Critique de La Cité Rose

            Donner une autre vision des cités de banlieue, loin des clichés habituels du journal télévisé, telle est l’ambition de ce film de fiction qui – à travers les mésaventures d’un adolescent – dresse le portrait d’un quartier de mauvaise réputation qui existe bel et bien, la Cité Rose à Pierrefitte dans le « 9-3 ».

            Pour ce faire, Julien Abraham, dont c’est le premier film, s’est entouré d’hommes du terrain. Son ami Sadya Diawara, qui coproduit le film, fut un habitant des lieux du tournage. Les deux auteurs qui cosignent le scénario avec le réalisateur ont grandi dans les cités. De surcroît, les rôles des enfants sont interprétés par des gamins recrutés sur les lieux. C’est donc un regard de l’intérieur qui habite le film.

            L’histoire se focalise autour d’un gamin de 12 ans d'origine afro-antillaise, surnommé "Mitraillette" (allez savoir pourquoi), qui arrive au stade des premiers émois amoureux. Autour de lui gravitent ses camarades de classe, mais aussi quelques bambins encore au stade de l'insouciance, et des adolescents parvenus à l'âge de commettre leurs premiers délits. Nous rentrons dans leurs foyers, souvent dépourvus de figures paternelles, mais où règnent des mères immigrées prodigieuses. Le film nous fait pénétrer également dans l'intimité du gang de la cité, nous montrant leurs méthodes pour se faire du pognon et faire valoir leur autorité. A l’antipode de ce vilain monde, il y a le personnage de Djibril, un jeune homme brillant et sérieux qui étudie le droit pour devenir avocat.

            Compte tenu du sujet, les situations et les dialogues se veulent réalistes. Les interprètes utilisent d'ailleurs le jargon local (pas toujours compréhensible), et dans les saynètes quotidiennes, les enfants ont parfois été invités à improviser. Les rôles adultes quant à eux sont joués par des acteurs professionnels.

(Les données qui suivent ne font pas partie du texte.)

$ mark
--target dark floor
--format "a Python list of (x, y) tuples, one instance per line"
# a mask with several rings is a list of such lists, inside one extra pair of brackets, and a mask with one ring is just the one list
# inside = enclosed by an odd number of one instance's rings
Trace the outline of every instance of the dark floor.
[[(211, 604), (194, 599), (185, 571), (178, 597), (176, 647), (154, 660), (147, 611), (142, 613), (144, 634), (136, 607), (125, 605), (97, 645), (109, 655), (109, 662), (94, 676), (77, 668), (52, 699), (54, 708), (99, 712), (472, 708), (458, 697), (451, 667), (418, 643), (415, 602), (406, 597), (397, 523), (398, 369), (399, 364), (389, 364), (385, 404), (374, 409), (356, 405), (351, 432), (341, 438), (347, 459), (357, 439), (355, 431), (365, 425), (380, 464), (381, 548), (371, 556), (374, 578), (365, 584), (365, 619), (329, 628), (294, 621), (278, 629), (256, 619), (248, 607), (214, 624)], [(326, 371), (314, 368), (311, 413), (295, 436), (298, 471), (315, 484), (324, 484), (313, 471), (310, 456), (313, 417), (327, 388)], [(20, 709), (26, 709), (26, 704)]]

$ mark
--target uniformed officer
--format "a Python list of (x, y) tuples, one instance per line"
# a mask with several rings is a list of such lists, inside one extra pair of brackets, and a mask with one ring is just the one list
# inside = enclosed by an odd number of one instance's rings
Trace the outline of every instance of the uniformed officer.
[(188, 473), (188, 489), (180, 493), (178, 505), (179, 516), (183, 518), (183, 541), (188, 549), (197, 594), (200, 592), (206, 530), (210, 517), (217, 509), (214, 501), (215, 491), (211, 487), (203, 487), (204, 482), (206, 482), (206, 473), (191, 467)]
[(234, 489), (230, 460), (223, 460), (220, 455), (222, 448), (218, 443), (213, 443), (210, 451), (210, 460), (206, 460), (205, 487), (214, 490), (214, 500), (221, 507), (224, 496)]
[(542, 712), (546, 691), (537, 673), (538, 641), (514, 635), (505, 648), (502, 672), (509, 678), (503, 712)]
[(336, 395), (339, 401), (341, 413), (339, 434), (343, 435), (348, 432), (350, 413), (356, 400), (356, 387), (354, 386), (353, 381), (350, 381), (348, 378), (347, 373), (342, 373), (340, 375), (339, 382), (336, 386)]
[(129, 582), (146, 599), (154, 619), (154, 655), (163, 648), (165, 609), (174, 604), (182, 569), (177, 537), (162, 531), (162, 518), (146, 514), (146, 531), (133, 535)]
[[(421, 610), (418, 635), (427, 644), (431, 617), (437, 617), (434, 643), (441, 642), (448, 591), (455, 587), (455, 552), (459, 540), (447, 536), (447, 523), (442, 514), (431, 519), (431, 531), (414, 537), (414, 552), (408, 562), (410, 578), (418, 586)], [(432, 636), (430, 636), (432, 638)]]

            Petits et grands acteurs ne sont pas toujours à la hauteur, mais on se réjouit tout de même de leurs petites lacunes, car de nombreuses situations sont traitées avec une certaine dérision. L’humour émaille d’ailleurs tout le film, surtout que les auteurs souhaitent montrer que la cité est aussi un lieu agréable à vivre.

            Cependant, il ne s’agit pas d’en occulter les mauvais côtés. De ce point de vue, le film montre bien comment la présence du gang s’immisce immanquablement dans les foyers de la cité, résultant parfois dans des situations tragiques. Au bout du compte, malgré tout l’humour déployé, malgré les intentions des concepteurs du film, on en retient qu’il ne fait pas si bon vivre dans la cité…     

            Là où le film fait fort, c’est qu’il s’abstient délibérément de présenter l’angle sous lequel la population issue de l’immigration est opprimée par la société française, mais qu’il s’attache au contraire à montrer que les protagonistes ont eux-mêmes des préjugés communautaires : victimisation à outrance, dilemmes posés par les couples mixtes. Dommage que les situations ne soient pas toujours crédibles, et que la narration tende à privilégier le point de vue masculin, ne rendant absolument pas compte de ce qu’est le quotidien d’une fille dans une cité.